High-speed control scheme to prevent instability of a large multi-unit power plan

Unintended loss of a major power plant can cause substantial strain on the remaining generating resources and lead to local system instability and/or generate oscillations with impact to the overall bulk power system. In the continuing quest to improve the availability of the generation supply and in order to meet the more stringent electric coordinating council reliability criteria, power companies and grid operators are focusing on System Integrity Protection Schemes (SIPS) that can detect and react on events leading to potentially unstable power system conditions. One such situation occurs when severe disturbances occur on transmission line exits from large multi-generator power plants. Based the disturbance severity, the typical results are intensive swings or loss of plant synchronism which will lead into loss of the entire generation complex either by out-of-step protection, or unit shutdown by protective devices reacting to voltage dips at auxiliary buses.

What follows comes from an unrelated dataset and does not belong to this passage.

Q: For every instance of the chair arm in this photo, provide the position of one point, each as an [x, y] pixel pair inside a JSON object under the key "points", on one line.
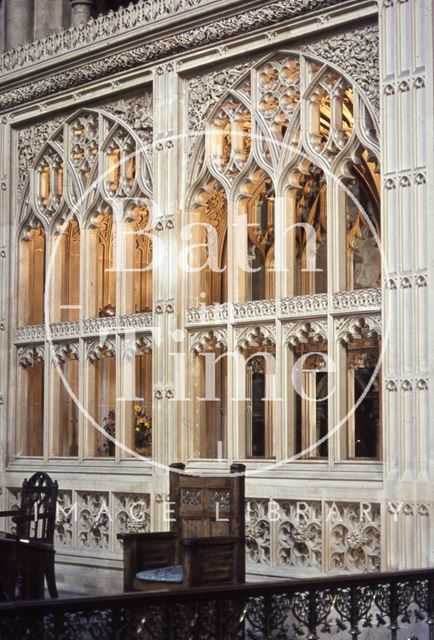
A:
{"points": [[157, 535], [147, 551], [35, 544], [12, 512], [212, 541], [210, 561]]}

By quickly detecting the destabilizing conditions, preemptive actions can be taken to preserve the plant and minimize the extent of the disturbance and subsequent effect on the power grid. Such SIPS offer added advantages under normal operating conditions for scheduled transmission line outages, and allow full power operation with a line out of service. This paper discusses a control solution based on implementation of high-speed SIPS. The control strategy results from transient stability analysis for various types of transmission line faults, including delayed faults caused by complete and partial breaker failures. Different types of faults and transmission outlet line outage conditions for various system and plant initial conditions are investigated and options for mitigation are recommended. The discussion includes stability requirements, alternative actions and algorithms, SIPS components, the methodology for obtaining arming settings, interaction with the existing protection schemes, and effect of a switchyard topology. Technical implementation considerations such as system design, architecture, measures for reliable and secure operation, synchrophasor capture, event capture, performance under missing or conflicting information, and testing are discussed.